Progressive Overload: Making It a Habit During Training

By Putri PD
Progressive Overload: Making It a Habit During Training

‘Progressive overload’ is a term that’s often used in the bodybuilding scene to describe the action of adding more weight or reps or sets to the workout. The idea is that by gradually challenging yourself at each workout, your body is bound to improve and adapt.

This is true and it’s an excellent habit to adopt every single time you start your workout. It’s best to keep a workout journal where you record down the details of your session. Here are a few stats to note down:

* What exercise did you do?

* How many reps/sets?

* What weights did you use?

* How long were your rest sessions?

* How did you feel at the end of the workout?

* What was the duration of the entire workout?

By writing down these details, you’ll not need to rely on your memory and it makes it all easier to track. If you’re doing a cardio workout like running or swimming, you’ll need to note down how much mileage/distance you covered. Unlike weight training, cardio is slightly more difficult to track.

If you’re engaged in workouts like kickboxing, dancing, etc. it’ll be even more challenging to use the principle of progressive overload.

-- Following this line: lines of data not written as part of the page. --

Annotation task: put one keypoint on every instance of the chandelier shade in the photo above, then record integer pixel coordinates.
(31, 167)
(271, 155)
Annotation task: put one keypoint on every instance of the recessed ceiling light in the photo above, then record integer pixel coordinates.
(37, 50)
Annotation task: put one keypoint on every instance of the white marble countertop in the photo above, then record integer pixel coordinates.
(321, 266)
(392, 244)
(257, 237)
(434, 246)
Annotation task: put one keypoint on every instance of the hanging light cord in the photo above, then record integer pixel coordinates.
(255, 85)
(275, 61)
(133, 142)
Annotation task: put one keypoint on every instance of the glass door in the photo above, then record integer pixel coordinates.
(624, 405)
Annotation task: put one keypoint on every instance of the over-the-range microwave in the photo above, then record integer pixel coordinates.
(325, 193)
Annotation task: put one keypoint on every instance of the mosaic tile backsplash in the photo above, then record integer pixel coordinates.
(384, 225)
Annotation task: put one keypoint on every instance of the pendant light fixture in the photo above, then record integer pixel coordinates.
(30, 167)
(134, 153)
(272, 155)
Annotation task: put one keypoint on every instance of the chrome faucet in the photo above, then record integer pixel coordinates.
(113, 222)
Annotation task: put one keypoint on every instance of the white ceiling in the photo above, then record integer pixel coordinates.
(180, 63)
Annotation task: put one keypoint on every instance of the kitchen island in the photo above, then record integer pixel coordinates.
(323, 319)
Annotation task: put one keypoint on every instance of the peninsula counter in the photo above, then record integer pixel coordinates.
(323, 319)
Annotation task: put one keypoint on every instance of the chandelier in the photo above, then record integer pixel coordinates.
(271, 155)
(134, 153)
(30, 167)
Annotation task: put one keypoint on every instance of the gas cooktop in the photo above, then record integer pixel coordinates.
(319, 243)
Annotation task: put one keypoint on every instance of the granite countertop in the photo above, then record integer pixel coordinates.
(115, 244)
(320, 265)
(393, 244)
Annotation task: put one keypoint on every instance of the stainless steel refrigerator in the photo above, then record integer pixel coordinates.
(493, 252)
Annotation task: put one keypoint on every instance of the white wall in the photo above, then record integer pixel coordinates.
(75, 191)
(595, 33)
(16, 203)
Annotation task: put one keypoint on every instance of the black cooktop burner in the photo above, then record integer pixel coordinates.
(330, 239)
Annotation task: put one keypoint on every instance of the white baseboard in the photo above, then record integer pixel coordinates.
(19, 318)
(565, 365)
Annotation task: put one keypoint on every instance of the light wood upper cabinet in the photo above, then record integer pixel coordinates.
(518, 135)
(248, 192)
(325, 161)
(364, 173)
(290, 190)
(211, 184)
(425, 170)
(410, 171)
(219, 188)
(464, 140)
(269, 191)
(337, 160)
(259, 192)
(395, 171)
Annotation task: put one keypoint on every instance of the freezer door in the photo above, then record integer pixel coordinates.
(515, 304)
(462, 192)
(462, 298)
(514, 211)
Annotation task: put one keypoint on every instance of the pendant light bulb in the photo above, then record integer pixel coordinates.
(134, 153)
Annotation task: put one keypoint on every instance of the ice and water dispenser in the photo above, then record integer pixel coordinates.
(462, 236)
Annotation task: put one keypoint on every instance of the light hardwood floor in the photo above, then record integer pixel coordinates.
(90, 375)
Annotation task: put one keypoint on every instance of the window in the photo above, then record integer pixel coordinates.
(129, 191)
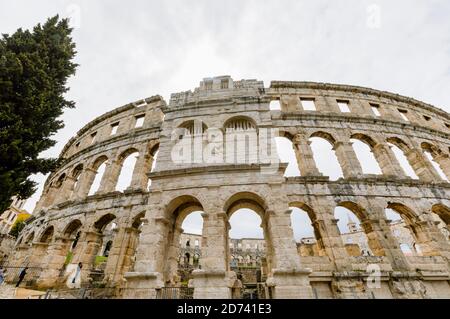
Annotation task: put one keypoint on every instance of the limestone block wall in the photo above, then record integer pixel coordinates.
(145, 250)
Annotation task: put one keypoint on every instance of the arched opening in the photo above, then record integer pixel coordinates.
(275, 105)
(441, 215)
(286, 154)
(248, 236)
(190, 241)
(241, 141)
(99, 167)
(76, 173)
(190, 142)
(47, 235)
(358, 240)
(60, 180)
(107, 248)
(106, 228)
(127, 161)
(399, 148)
(184, 211)
(153, 158)
(29, 239)
(362, 145)
(324, 155)
(134, 237)
(431, 153)
(402, 231)
(306, 233)
(72, 234)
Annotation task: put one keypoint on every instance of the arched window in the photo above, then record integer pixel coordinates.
(107, 248)
(365, 157)
(126, 173)
(403, 160)
(241, 141)
(352, 233)
(431, 153)
(325, 157)
(403, 224)
(76, 173)
(100, 167)
(286, 154)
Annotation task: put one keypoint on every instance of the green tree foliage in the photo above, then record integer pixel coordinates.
(34, 69)
(17, 228)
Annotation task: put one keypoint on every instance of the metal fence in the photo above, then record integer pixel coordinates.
(175, 293)
(12, 275)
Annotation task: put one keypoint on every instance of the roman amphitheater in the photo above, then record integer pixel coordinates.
(216, 155)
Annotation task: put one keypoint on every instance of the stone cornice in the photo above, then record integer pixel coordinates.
(338, 117)
(211, 169)
(357, 89)
(99, 119)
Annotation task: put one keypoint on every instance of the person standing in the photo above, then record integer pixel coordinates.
(22, 276)
(77, 273)
(2, 276)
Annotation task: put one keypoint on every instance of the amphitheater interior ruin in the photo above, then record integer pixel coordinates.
(131, 237)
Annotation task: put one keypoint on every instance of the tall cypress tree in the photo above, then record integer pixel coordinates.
(34, 69)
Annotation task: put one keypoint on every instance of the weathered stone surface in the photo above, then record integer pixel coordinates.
(143, 256)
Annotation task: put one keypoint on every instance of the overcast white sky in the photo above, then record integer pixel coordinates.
(136, 49)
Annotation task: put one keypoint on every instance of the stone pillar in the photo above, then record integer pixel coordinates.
(346, 155)
(143, 165)
(444, 162)
(66, 189)
(422, 166)
(87, 249)
(388, 162)
(84, 183)
(172, 254)
(211, 282)
(149, 267)
(432, 241)
(304, 155)
(120, 255)
(53, 262)
(330, 240)
(50, 196)
(287, 277)
(110, 177)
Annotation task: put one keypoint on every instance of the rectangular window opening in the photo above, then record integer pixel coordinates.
(208, 85)
(403, 114)
(114, 128)
(224, 84)
(93, 137)
(139, 121)
(308, 104)
(344, 106)
(375, 109)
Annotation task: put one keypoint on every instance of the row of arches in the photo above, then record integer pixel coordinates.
(86, 239)
(249, 203)
(104, 174)
(334, 159)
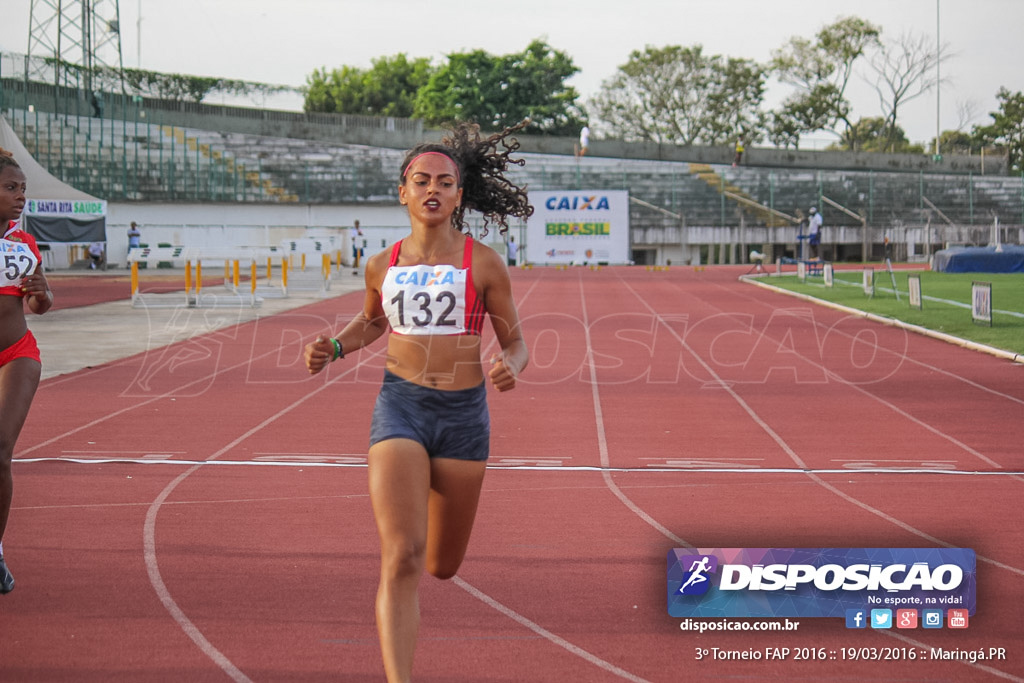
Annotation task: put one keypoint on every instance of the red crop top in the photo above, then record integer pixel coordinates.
(432, 299)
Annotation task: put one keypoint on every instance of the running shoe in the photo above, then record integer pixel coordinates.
(6, 581)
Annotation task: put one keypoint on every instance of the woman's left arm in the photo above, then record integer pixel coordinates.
(501, 308)
(37, 292)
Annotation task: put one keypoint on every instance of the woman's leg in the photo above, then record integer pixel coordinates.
(399, 482)
(18, 380)
(425, 510)
(455, 492)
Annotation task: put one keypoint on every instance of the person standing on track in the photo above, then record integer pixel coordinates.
(24, 284)
(429, 437)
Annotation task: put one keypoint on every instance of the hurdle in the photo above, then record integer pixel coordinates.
(178, 256)
(303, 251)
(232, 258)
(267, 256)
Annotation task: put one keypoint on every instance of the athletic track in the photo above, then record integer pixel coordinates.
(199, 512)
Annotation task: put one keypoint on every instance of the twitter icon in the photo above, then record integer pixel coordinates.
(882, 619)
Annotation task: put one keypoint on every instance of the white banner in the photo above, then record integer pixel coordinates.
(70, 208)
(579, 226)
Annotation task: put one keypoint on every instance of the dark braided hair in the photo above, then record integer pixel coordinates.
(481, 167)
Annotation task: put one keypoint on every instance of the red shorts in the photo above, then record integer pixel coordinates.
(26, 347)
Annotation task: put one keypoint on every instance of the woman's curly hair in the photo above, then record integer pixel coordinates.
(481, 173)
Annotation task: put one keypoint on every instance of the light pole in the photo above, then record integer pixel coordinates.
(938, 81)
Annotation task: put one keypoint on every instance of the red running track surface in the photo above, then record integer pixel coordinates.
(200, 512)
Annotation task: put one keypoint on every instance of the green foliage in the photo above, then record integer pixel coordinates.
(500, 91)
(679, 95)
(387, 88)
(946, 305)
(875, 134)
(1007, 128)
(820, 72)
(165, 86)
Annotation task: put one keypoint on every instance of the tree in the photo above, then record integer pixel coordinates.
(387, 88)
(904, 69)
(500, 91)
(876, 134)
(1007, 128)
(679, 95)
(820, 71)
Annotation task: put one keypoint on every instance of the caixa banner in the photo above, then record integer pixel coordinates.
(817, 582)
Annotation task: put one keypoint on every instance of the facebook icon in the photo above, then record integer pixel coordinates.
(856, 619)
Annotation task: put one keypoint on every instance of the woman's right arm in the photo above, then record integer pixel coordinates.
(365, 329)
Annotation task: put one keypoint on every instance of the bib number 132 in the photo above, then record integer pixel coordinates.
(426, 309)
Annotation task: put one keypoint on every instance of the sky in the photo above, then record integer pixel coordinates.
(282, 43)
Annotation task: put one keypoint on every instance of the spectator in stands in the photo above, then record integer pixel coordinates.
(22, 286)
(814, 231)
(584, 140)
(96, 255)
(134, 237)
(430, 431)
(355, 235)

If you’re engaged in activities that make it difficult to track your progress, you can always add 2-3 resistance training or conventional cardio workouts (running, swimming, rowing, etc.) to your training regimen and track those.

The goal is to increase your strength and stamina. While group workout classes such as Zumba and kickboxing do have cardio benefits, you’ll have to follow the pace set by the group. This will place an invisible ceiling on your progress because you’re limited to the pace set by the instructor.

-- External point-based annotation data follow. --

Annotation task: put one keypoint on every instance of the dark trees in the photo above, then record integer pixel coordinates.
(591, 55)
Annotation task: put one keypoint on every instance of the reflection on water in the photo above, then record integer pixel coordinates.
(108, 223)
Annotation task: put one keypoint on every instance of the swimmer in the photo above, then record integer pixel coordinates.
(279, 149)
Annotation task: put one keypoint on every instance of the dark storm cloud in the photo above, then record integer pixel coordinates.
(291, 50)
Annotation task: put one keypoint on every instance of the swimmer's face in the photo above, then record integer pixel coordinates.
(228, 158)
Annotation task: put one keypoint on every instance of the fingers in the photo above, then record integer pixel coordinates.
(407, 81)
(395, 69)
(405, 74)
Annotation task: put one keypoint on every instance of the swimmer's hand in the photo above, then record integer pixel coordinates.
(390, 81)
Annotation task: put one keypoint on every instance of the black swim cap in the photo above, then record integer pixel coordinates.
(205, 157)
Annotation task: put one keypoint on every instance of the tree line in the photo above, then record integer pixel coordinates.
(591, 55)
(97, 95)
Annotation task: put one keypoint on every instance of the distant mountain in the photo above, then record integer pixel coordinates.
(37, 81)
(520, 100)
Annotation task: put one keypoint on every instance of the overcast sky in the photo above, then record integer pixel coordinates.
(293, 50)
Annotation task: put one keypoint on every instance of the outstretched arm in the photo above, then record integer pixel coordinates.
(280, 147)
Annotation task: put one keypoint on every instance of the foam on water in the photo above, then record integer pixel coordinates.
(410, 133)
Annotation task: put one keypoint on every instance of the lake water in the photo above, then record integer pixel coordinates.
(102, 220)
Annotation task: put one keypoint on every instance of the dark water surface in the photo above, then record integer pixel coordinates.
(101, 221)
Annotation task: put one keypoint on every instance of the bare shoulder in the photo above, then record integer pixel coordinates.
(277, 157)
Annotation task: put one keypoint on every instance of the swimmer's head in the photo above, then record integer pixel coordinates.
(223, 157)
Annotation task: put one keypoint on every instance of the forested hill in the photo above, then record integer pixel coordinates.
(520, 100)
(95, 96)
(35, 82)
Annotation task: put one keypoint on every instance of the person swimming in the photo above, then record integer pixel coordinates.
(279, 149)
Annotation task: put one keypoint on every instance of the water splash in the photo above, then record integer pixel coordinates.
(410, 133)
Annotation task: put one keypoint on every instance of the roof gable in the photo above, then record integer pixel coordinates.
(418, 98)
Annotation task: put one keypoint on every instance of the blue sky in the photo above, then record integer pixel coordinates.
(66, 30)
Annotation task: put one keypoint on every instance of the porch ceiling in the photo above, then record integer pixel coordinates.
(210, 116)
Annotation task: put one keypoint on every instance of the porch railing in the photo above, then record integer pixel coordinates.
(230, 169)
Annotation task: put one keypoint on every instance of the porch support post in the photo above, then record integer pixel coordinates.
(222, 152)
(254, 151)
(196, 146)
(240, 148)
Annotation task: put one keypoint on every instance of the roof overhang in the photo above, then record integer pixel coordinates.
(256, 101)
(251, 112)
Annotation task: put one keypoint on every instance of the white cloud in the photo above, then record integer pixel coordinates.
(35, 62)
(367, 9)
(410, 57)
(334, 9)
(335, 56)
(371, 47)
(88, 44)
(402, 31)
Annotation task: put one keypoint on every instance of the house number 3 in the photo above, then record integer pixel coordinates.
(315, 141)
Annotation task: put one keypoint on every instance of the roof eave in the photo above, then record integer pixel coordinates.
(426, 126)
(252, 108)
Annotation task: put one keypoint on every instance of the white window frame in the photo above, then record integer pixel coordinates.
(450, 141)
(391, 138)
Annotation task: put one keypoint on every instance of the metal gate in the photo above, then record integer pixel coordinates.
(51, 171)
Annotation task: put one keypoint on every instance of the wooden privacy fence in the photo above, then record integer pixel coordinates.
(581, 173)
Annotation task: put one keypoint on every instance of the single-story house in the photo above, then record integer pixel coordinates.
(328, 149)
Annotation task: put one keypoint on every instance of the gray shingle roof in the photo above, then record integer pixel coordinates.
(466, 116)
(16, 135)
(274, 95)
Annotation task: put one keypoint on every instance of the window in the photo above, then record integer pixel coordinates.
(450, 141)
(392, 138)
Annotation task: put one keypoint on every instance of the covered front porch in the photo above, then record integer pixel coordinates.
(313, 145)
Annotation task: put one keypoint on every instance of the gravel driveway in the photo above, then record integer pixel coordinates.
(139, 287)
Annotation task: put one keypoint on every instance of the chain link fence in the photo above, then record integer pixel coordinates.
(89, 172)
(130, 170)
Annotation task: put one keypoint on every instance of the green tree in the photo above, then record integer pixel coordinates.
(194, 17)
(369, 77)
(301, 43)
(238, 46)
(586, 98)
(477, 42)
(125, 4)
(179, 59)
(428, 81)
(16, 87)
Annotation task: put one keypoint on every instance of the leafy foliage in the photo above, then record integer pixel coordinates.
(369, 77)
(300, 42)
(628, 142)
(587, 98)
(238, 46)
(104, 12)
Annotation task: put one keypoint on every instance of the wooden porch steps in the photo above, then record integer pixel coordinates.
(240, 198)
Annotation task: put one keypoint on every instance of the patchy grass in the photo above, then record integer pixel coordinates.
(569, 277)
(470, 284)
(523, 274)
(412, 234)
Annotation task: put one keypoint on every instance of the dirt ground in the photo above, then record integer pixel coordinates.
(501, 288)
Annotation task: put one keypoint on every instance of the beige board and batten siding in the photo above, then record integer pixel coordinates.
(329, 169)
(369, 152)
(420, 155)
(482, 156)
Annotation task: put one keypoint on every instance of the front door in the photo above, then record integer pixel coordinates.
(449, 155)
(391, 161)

* How to apply the progressive overload principle?

For starters, the principle is more about mindset than anything else. Your goal is to always train slightly harder than you did the previous time. You don’t need to push yourself too hard to the point of total exhaustion, but you do need to do just a little bit more to effect change.

It's important to understand your own body and see how it feels. Pressure turns coal into diamonds, but it can also turn it to dust. Being sensible with your ‘pressure’ will help you progress without wiping you out and making the workout so torturous that you dread future sessions.

As for the technical aspect of progressive overload, you’ll just need to tweak the different factors mentioned above. You can either do more reps or more sets. Or you could add more weight to the barbells and dumbbells.

Another way to challenge yourself will be to keep the weights the same, but reduce your rest time. This will translate to a faster workout where you do the same amount of work as the previous session, but in a shorter time.

Changing up the exercises can challenge your body too. For example, if you do regular push-ups, now you may try doing archer push-ups, or you may place your feet on an elevated surface… or you may even do pull-ups which are considerably more challenging.

The aim of progressive overload is to challenge yourself. As long as you can do that, you will improve by leaps and bounds over time.

So, make progressive overload a habit and apply it during every workout with purpose and ferocity. You’ll be fit and strong in no time at all.